Amaya réalise une acquisition dans le secteur des paris sportifs

La société spécialisée dans le jeu en ligne Amaya a décidé d’accélérer son entrée dans le secteur des paris sportifs en mettant la main, pour un montant qui n’a pas été divulgué, sur le site Internet américain Victiv.

Lancé en septembre dernier, le site adoptera le nom de StarsDraft et sa plateforme sera prête pour le coup d’envoi de la saison régulière de la Ligue nationale de football (NFL), qui s’amorce dans moins d’un mois, ainsi que plusieurs ligues européennes de soccer. En divulguant ses résultats du deuxième trimestre, jeudi, Amaya a précisé que StarsDraft serait déployé dans des marchés précis aux États-Unis avant d’intégrer sa plateforme PokerStars.

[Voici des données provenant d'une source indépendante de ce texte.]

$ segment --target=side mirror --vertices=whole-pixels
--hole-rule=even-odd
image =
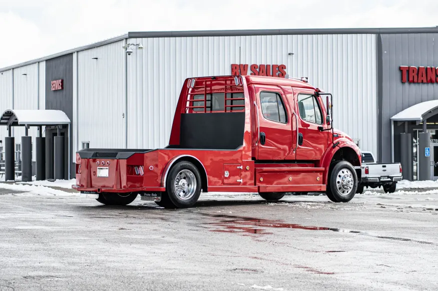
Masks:
[[[330,95],[327,95],[327,101],[325,102],[325,104],[327,104],[327,109],[326,111],[327,111],[327,115],[331,115],[331,98],[330,97]]]

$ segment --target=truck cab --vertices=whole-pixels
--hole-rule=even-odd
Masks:
[[[79,151],[73,188],[105,204],[140,194],[168,208],[191,207],[201,192],[258,192],[268,200],[321,192],[348,202],[360,156],[333,128],[332,103],[304,78],[188,78],[167,147]]]

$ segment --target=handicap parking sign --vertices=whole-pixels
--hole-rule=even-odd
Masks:
[[[424,148],[424,156],[430,156],[430,148]]]

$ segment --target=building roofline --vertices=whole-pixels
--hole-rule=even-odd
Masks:
[[[236,30],[188,30],[185,31],[132,31],[128,37],[171,37],[189,36],[233,36],[282,34],[341,34],[438,33],[438,26],[430,27],[377,28],[310,28],[293,29],[244,29]]]
[[[85,49],[88,49],[89,48],[93,48],[94,47],[97,47],[98,46],[105,45],[105,44],[108,44],[108,43],[111,43],[112,42],[115,42],[116,41],[119,41],[119,40],[125,39],[126,38],[128,38],[128,33],[126,33],[126,34],[123,34],[122,35],[120,35],[119,36],[116,36],[115,37],[112,37],[111,38],[108,38],[108,39],[105,39],[105,40],[102,40],[101,41],[98,41],[98,42],[94,42],[93,43],[90,43],[90,44],[87,44],[86,45],[83,45],[82,46],[79,46],[79,47],[76,47],[75,48],[72,48],[71,49],[68,49],[67,50],[65,50],[64,51],[61,51],[61,52],[54,53],[53,54],[51,54],[50,55],[44,56],[43,57],[40,57],[39,58],[37,58],[37,59],[31,60],[29,60],[28,61],[20,63],[17,64],[15,65],[13,65],[6,67],[4,68],[0,68],[0,72],[4,72],[5,71],[7,71],[9,70],[11,70],[12,69],[15,69],[16,68],[22,67],[23,66],[26,66],[27,65],[30,65],[30,64],[32,64],[34,63],[36,63],[40,62],[40,61],[45,61],[45,60],[50,59],[51,58],[54,58],[55,57],[57,57],[58,56],[61,56],[62,55],[64,55],[66,54],[69,54],[69,53],[73,53],[74,52],[76,52],[77,51],[80,51],[81,50],[84,50]]]
[[[127,38],[142,37],[184,37],[190,36],[236,36],[250,35],[276,35],[284,34],[346,34],[438,33],[438,26],[429,27],[394,27],[376,28],[305,28],[292,29],[243,29],[224,30],[188,30],[182,31],[132,31],[125,34],[105,39],[55,53],[26,62],[0,68],[0,72],[54,58],[65,54],[104,45]]]

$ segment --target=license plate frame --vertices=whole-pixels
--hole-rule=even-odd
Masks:
[[[108,178],[110,176],[110,168],[108,167],[98,167],[97,176],[99,178]]]

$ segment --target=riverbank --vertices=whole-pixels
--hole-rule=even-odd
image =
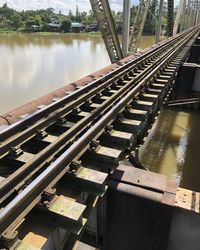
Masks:
[[[89,36],[101,36],[101,32],[80,32],[80,33],[74,33],[74,32],[68,32],[68,33],[61,33],[61,32],[47,32],[47,31],[40,31],[40,32],[24,32],[24,31],[15,31],[15,30],[0,30],[0,34],[31,34],[31,35],[41,35],[41,36],[52,36],[52,35],[89,35]]]

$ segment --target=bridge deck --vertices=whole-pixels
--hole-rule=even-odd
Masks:
[[[101,243],[109,175],[121,163],[131,163],[130,152],[168,102],[180,63],[198,33],[192,28],[126,59],[53,103],[48,97],[49,105],[0,131],[0,246],[30,245],[31,225],[46,228],[45,216],[49,231],[63,230],[58,244],[73,245],[86,229]],[[95,224],[95,215],[89,219],[93,207]],[[52,242],[43,233],[33,237],[42,239],[37,248]]]

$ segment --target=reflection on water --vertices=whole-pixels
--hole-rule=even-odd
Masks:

La société montréalaise avait préalablement sondé le terrain dans le secteur des paris sportifs, qui, à son avis, génère actuellement des revenus annuels de moins de 100 millions. « Le marché doit prendre de la maturité et croître avant que nous soyons prêts à effectuer un investissement majeur », a expliqué en conférence téléphonique le président et chef de la direction d’Amaya, David Baazov. Amaya a arrêté son choix sur Victiv après avoir analysé 12 autres différentes compagnies, a expliqué aux analystes M. Baazov.

Dans une note d’analyse, Kevin Wright, de Cannacord Genuity, ne s’est pas montré surpris de l’acquisition d’Amaya, mais il se demande si la plateforme de StarsDraft sera prête à temps pour le début de la saison dans la NFL. L’analyste estime que la taille du marché des paris sportifs pourrait atteindre 1,2 milliard $US d’ici 2020. Actuellement, DraftKings et FanFuel détiennent 90 % des parts de marché, note M. Wright, ajoutant que Yahoo et CBS étaient également des joueurs à surveiller.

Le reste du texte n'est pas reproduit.